I agree with you on this specific study, however, I can't really wrap my head about the fact th...

pixel_popping • yesterday at 7:54 PM • 17 replies • view on HN

I agree with you on this specific study, however, I can't really wrap my head about the fact that doctors will be better than AI models on the long-run. After all, medicine is all about knowledge, experience and intelligence (maybe "pattern recognition"), all those, we must assume that the best AI models (especially ones focusing solely in the medical field) would largely beat large majority of humans (aka doctors), if we already have this assumption for software engineers, we should have it for this field as well, and let's be realistic, each time I've seen a doc the last few months (and ER twice), each time they were using ChatGPT btw (not kidding, it chocked me).

So I’m genuinely curious:

What is the specific capability (or combination of capabilities) that people believe will remain permanently (or at least for decades) where a top medical AI cannot match or exceed the performance of a good human doctor? Let's put liability and ethics aside, let's be purely objective about it.

Replies

teleforce • today at 2:36 AM

>What is the specific capability (or combination of capabilities) that people believe will remain permanently (or at least for decades) where a top medical AI cannot match or exceed the performance of a good human doctor? Let's put liability and ethics aside, let's be purely objective about it.
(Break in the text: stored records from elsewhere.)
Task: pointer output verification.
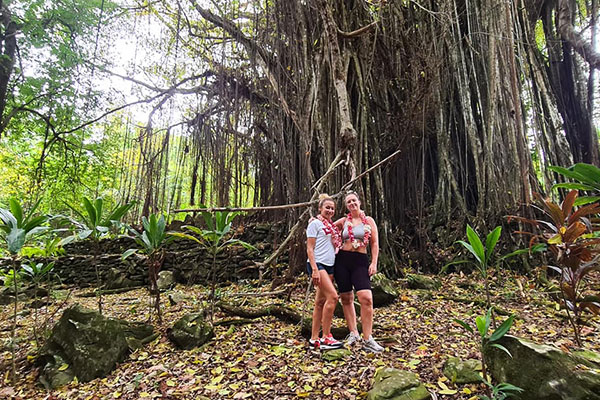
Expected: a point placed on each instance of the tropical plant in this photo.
(16, 229)
(569, 235)
(482, 254)
(152, 241)
(93, 224)
(36, 272)
(587, 178)
(51, 247)
(218, 225)
(487, 339)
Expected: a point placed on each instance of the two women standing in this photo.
(350, 235)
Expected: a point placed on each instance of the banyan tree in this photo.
(277, 99)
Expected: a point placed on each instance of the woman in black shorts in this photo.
(353, 270)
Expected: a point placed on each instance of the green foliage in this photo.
(92, 221)
(16, 227)
(151, 241)
(586, 177)
(37, 271)
(153, 238)
(568, 233)
(475, 247)
(218, 226)
(487, 339)
(51, 247)
(11, 277)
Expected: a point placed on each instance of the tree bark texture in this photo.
(478, 96)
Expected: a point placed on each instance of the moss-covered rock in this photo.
(395, 384)
(336, 354)
(544, 372)
(383, 290)
(166, 280)
(461, 372)
(85, 344)
(190, 331)
(422, 282)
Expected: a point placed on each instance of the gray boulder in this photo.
(395, 384)
(190, 331)
(422, 282)
(545, 372)
(383, 290)
(166, 280)
(462, 372)
(85, 344)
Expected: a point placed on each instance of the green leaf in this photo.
(32, 211)
(186, 236)
(470, 248)
(92, 220)
(15, 240)
(476, 244)
(127, 253)
(573, 186)
(98, 206)
(8, 219)
(502, 329)
(464, 325)
(35, 222)
(499, 346)
(16, 210)
(481, 325)
(490, 242)
(583, 200)
(488, 320)
(118, 213)
(194, 229)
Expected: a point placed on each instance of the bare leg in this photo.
(365, 298)
(317, 314)
(349, 312)
(329, 293)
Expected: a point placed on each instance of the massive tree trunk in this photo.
(475, 101)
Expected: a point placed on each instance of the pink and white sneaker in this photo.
(329, 342)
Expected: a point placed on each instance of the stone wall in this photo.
(189, 262)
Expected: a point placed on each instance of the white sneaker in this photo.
(372, 346)
(352, 338)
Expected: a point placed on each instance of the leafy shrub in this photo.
(568, 234)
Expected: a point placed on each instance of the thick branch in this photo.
(253, 48)
(358, 32)
(347, 131)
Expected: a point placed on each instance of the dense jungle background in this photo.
(452, 119)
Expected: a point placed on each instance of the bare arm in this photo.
(310, 251)
(374, 246)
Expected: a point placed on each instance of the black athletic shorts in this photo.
(351, 270)
(320, 267)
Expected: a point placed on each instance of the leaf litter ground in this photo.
(268, 359)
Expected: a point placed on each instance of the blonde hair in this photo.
(323, 197)
(351, 192)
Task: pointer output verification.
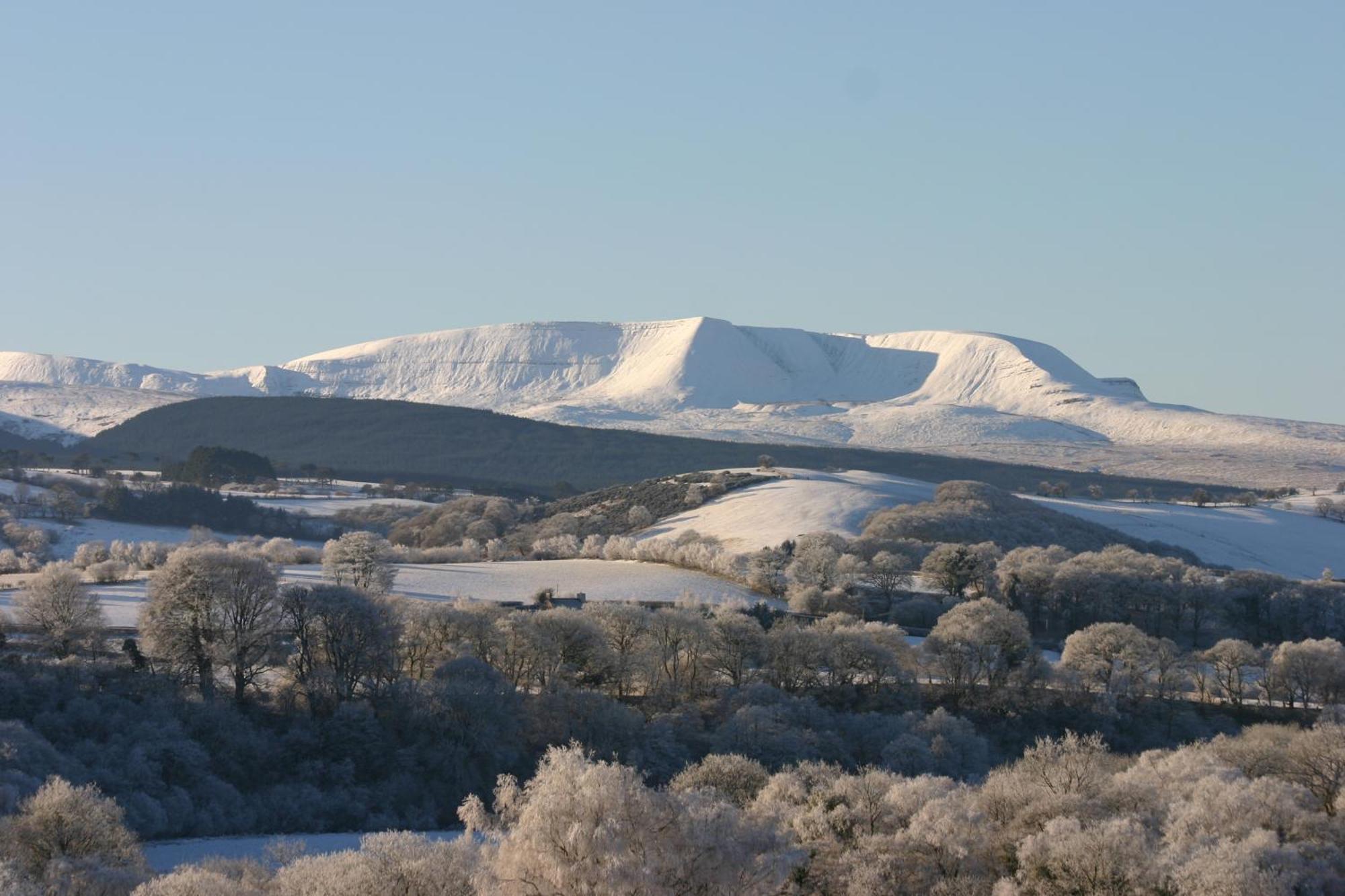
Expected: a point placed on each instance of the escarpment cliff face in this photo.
(966, 393)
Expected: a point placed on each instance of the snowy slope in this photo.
(500, 581)
(965, 393)
(804, 501)
(1288, 542)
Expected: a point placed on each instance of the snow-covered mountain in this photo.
(965, 393)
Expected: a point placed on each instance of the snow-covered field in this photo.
(800, 502)
(502, 581)
(520, 580)
(167, 854)
(1291, 542)
(333, 506)
(72, 534)
(1282, 541)
(962, 393)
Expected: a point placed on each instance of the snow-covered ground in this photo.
(1291, 542)
(962, 393)
(72, 534)
(520, 580)
(167, 854)
(502, 581)
(9, 486)
(122, 603)
(798, 502)
(315, 506)
(1282, 541)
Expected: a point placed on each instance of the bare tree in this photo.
(210, 610)
(65, 614)
(361, 560)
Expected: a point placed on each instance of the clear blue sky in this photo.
(1157, 189)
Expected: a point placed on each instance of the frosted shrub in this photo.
(735, 778)
(1070, 857)
(500, 551)
(361, 560)
(151, 555)
(583, 826)
(91, 553)
(556, 548)
(280, 551)
(64, 612)
(619, 548)
(196, 880)
(10, 561)
(108, 572)
(63, 823)
(393, 862)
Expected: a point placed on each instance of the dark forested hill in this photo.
(368, 439)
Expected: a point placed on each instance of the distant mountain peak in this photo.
(954, 392)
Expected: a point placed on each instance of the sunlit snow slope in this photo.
(966, 393)
(1291, 542)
You cannot simply put liability and ethics aside, after all there's Hippocatic oath that's fundamental to the practice physicians.
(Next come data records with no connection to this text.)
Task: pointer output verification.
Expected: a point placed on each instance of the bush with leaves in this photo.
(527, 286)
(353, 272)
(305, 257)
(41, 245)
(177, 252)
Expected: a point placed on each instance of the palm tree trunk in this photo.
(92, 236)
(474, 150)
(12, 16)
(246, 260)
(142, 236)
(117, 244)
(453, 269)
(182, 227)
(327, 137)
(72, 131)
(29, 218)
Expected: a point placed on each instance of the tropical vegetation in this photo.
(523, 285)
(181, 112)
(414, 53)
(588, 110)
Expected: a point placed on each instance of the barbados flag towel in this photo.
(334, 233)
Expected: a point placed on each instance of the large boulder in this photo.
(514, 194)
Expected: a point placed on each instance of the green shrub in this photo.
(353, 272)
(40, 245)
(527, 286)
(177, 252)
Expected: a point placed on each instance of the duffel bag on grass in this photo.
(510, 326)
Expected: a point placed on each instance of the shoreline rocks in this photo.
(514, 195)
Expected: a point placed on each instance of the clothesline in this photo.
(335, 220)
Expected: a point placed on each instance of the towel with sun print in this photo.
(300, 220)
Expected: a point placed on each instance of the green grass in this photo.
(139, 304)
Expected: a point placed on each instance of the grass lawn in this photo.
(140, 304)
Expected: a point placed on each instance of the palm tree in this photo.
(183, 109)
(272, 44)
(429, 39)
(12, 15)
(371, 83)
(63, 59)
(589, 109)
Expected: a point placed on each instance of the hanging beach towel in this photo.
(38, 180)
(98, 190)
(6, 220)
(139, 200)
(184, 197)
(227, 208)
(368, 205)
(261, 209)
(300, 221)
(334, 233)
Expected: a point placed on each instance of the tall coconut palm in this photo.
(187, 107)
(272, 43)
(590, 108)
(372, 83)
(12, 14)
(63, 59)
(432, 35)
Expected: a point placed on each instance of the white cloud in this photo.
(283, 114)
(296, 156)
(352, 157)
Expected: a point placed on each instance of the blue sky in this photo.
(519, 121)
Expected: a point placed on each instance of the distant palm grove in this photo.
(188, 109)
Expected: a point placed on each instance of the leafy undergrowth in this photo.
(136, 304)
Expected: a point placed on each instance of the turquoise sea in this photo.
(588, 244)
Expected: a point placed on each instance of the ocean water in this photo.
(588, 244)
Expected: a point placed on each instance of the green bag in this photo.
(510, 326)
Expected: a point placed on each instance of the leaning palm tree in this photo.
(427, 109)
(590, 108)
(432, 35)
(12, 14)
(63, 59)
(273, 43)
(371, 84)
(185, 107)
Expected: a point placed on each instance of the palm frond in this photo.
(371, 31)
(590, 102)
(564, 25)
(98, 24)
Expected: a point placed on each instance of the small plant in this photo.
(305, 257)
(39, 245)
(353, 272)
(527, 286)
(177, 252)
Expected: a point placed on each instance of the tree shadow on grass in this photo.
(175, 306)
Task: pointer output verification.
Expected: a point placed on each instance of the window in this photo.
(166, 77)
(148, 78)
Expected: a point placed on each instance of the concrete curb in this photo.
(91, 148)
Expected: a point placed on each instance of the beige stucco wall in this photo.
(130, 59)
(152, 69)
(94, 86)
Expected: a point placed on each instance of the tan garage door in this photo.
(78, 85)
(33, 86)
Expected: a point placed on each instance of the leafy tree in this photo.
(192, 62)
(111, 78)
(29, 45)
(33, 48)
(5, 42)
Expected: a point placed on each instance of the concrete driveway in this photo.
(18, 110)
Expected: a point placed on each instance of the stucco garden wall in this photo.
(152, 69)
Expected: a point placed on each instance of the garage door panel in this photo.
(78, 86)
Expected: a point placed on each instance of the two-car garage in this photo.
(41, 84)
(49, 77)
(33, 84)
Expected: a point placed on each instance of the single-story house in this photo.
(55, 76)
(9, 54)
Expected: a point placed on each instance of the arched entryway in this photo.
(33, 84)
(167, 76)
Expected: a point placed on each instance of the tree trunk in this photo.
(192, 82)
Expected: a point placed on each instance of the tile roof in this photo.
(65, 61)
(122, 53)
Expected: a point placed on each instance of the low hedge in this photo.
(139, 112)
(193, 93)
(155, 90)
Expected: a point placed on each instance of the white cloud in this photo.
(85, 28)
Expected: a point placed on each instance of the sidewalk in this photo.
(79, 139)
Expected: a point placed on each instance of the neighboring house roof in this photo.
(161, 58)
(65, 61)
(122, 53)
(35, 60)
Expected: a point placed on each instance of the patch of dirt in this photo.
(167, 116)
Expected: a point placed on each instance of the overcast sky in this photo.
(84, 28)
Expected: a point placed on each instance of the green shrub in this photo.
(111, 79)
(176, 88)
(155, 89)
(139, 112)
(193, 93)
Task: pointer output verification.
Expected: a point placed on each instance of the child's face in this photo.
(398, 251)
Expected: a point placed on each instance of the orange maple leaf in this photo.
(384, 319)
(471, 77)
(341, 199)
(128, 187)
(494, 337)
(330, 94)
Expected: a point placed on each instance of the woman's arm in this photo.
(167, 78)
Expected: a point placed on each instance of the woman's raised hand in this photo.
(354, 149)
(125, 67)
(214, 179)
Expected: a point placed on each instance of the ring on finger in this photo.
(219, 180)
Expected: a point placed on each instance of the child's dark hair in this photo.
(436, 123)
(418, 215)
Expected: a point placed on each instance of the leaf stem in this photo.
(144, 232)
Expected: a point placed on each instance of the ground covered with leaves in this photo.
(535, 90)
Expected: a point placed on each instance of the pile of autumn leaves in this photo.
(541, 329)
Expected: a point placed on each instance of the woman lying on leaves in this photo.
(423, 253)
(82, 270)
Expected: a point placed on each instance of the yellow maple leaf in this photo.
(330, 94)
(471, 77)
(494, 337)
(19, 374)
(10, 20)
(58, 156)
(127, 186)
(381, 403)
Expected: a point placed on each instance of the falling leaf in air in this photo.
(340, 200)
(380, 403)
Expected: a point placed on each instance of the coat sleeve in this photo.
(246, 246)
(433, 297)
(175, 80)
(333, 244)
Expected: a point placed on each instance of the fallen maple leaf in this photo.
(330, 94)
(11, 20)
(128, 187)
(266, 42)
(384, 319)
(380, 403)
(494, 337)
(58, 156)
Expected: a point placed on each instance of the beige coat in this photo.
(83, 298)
Having said that there's always two extreme of this camp, those who hate AI and another kind of obsess with AI in medicine, we will be much better if we are in the middle aka moderate on this issue.
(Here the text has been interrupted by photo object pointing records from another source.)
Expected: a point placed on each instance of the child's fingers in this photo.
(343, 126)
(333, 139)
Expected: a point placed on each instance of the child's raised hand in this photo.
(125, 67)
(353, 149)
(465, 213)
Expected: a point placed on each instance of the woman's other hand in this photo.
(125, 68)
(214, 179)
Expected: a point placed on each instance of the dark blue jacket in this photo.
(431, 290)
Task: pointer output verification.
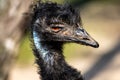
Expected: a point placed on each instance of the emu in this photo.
(52, 26)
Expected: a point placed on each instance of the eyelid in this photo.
(57, 25)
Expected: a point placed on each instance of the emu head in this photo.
(56, 22)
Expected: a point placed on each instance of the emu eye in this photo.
(56, 28)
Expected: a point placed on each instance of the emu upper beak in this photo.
(84, 38)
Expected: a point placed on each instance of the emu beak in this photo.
(84, 38)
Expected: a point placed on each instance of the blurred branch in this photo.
(12, 30)
(102, 62)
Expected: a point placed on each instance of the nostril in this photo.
(86, 38)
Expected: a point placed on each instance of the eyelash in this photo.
(56, 28)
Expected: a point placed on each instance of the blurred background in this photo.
(101, 19)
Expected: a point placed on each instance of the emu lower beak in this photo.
(84, 38)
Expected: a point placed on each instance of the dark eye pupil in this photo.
(56, 28)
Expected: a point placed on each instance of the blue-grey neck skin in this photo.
(43, 51)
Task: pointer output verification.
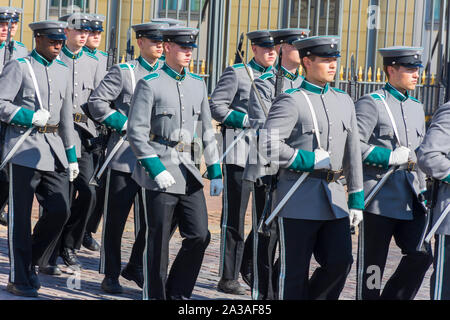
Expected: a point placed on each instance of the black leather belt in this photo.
(79, 117)
(180, 146)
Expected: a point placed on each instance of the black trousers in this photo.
(122, 190)
(232, 223)
(193, 225)
(440, 278)
(330, 242)
(52, 192)
(375, 234)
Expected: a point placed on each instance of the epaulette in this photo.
(195, 76)
(267, 75)
(291, 90)
(151, 76)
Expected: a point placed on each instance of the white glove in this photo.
(355, 216)
(321, 159)
(73, 171)
(40, 118)
(216, 187)
(399, 156)
(164, 180)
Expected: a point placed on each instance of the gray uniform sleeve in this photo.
(433, 153)
(223, 95)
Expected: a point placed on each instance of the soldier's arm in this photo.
(11, 82)
(140, 125)
(367, 118)
(223, 96)
(352, 163)
(100, 100)
(434, 151)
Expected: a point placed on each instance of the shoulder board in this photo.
(238, 66)
(339, 90)
(125, 66)
(267, 75)
(291, 91)
(61, 63)
(195, 76)
(377, 96)
(91, 55)
(151, 76)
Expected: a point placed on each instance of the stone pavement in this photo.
(85, 285)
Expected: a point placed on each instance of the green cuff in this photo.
(378, 157)
(214, 172)
(304, 161)
(153, 166)
(23, 117)
(71, 155)
(115, 121)
(356, 200)
(235, 119)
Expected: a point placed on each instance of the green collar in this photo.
(397, 94)
(40, 58)
(147, 66)
(313, 88)
(70, 54)
(173, 74)
(254, 65)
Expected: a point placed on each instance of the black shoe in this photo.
(90, 243)
(111, 285)
(70, 258)
(134, 273)
(4, 218)
(230, 286)
(51, 270)
(34, 279)
(21, 290)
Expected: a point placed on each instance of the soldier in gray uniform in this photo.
(433, 158)
(391, 127)
(286, 73)
(35, 97)
(169, 106)
(83, 67)
(109, 104)
(229, 103)
(312, 130)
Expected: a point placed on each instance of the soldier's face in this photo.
(403, 77)
(94, 39)
(264, 56)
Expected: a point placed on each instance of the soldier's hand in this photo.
(73, 171)
(164, 180)
(399, 156)
(321, 159)
(356, 216)
(40, 118)
(216, 187)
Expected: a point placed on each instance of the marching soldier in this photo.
(110, 105)
(391, 127)
(35, 98)
(262, 175)
(229, 107)
(83, 67)
(168, 107)
(311, 132)
(434, 159)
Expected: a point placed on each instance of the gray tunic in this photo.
(18, 96)
(173, 107)
(114, 94)
(229, 102)
(288, 135)
(434, 159)
(395, 199)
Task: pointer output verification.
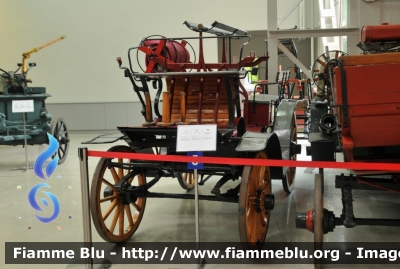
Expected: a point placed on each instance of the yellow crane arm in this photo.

IMHO, the AI should be used as screening and triage tool with very high sensitivity preferably 100%, otherwise it will create "the boy who cried wolf" scenario.

For 100% sensitivity essentially we have zero false negative, but potential false positive.

The false positive however can be further checked by physician-in-a-loop for example they can look into case of CVD with potential input from the specialist for example cardiologist (or more specific cardiac electrophysiology). This can help with the very limited cardiologists available globally, compared to general population with potential heart disease or CVDs, and alarmingly low accuracy (sensitivity, specificity) of the CVD conventional screening and triage.

The current risk based like SCORE-2 screening triage for CVD with sensitivity around is only around 50% (2025 study) [3].

[1] Hipprocatic Oath:

https://en.wikipedia.org/wiki/Hippocratic_Oath

[2] The Hippocratic Oath:

https://pmc.ncbi.nlm.nih.gov/articles/PMC9297488/

[3] Risk stratification for cardiovascular disease: a comparative analysis of cluster analysis and traditional prediction models:

https://academic.oup.com/eurjpc/advance-article/doi/10.1093/...

➕ show 1 reply

gherkinnn • yesterday at 8:06 PM

To answer your question: talking to a human.

Medicine is so much more than "knowledge, experience, and pattern matching", as any patient ever can attest to. Why is it so hard for some people to understand that humans need other humans and human problems can't be solved with technology?

➕ show 14 replies

hyperpape • yesterday at 11:33 PM

> we must assume that the best AI models (especially ones focusing solely in the medical field) would largely beat large majority of humans (aka doctors), if we already have this assumption for software engineers, we should have it for this field as well,

This is a pretty wild leap. Code has a lot of hooks for training via hill-climbing during post-training. During post-training, you can literally set up arbitrary scenarios and give the bot more or less real feedback (actual programs, actual tests, actual compiler errors).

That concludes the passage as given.